À hora a que escrevo este texto os factos ainda não são todos e claros, como devem ser quando se escreve uma notícia. Mas deixemos aqui de lado essa ditadura dos factos todos, concentremo-nos no que acaba de nos dar a CNN, nem que seja por um momento: esta é a melhor verdade às 10:14 de terça-feira, 29. É uma história de amor, será trágica para o seu protagonista cujo destino está por decidir, sê-lo-á (?) sempre para os passageiros que ele mantém cativos a bordo de um avião estacionado na pista de Larnaca.
Ele é egípcio, talvez tenha também nacionalidade norte-americana, e desviou esta manhã para o Chipre um voo doméstico com origem em Alexandria e que tinha o Cairo como destino.
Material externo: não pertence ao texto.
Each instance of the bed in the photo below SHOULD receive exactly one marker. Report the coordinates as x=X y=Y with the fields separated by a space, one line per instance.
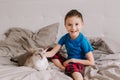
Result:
x=16 y=40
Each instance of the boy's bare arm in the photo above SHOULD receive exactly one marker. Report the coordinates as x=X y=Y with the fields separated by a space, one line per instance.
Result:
x=89 y=61
x=53 y=51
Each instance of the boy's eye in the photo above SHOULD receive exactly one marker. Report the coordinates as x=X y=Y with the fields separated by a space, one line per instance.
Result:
x=76 y=24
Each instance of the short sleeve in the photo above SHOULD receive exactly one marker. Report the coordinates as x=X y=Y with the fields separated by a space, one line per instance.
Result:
x=86 y=46
x=62 y=40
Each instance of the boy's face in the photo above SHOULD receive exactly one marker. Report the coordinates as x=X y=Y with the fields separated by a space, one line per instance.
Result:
x=73 y=26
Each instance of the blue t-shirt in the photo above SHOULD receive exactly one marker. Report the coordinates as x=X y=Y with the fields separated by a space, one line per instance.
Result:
x=76 y=48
Uma mulher que o deixou (ou que ele afastou) levou-o ao ato tresmalhado, tenha ele ou não um cinto de explosivos à cintura. Dizem os jornais online, com a histeria habitual nos momentos em que as coisas que nos surpreendem acontecem, que lançou do avião uma carta de amor escrita em árabe. Tê-la-á por destinatária, pois quando são de amor podem ser anónimas mas têm sempre a quem tocar, mesmo que sejam lançadas da janela de um avião desviado e acabado de aterrar numa ilha do Mediterrâneo.
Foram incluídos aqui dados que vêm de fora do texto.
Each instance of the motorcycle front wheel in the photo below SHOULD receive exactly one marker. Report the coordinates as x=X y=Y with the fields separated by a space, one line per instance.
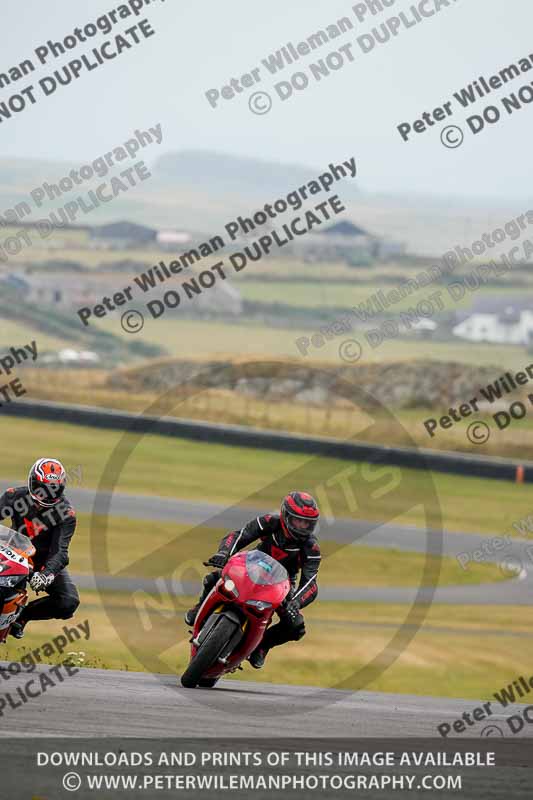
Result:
x=207 y=654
Ele não deve ter escutado esta outra, também de amor, chamemos-lhe assim, porque outra coisa não sei chamar à história da mulher inglesa que se agarrou à mala e se atirou ao mar para intercetar um navio ao largo do Funchal. Ela estava no aeroporto de Santa Cruz, para onde fora com o marido, que a chateou ou se chateou, ali mesmo, na gare das partidas, destino Bristol, e lhe disse que voltava ao paquete em que chegaram à Madeira. Ela julgava-o no barco (não interessa para o aqui e agora desta história que afinal ele tenha mesmo embarcado para o Reino Unido), ela estava de partida para um local onde julgava não o ter à chegada, por isso pegou na sua balsa, perdão, na mala, e atirou-se à água para parar o barco, para lhe tomar a ilharga, como uma pirata atrás de saque, perdão, marido.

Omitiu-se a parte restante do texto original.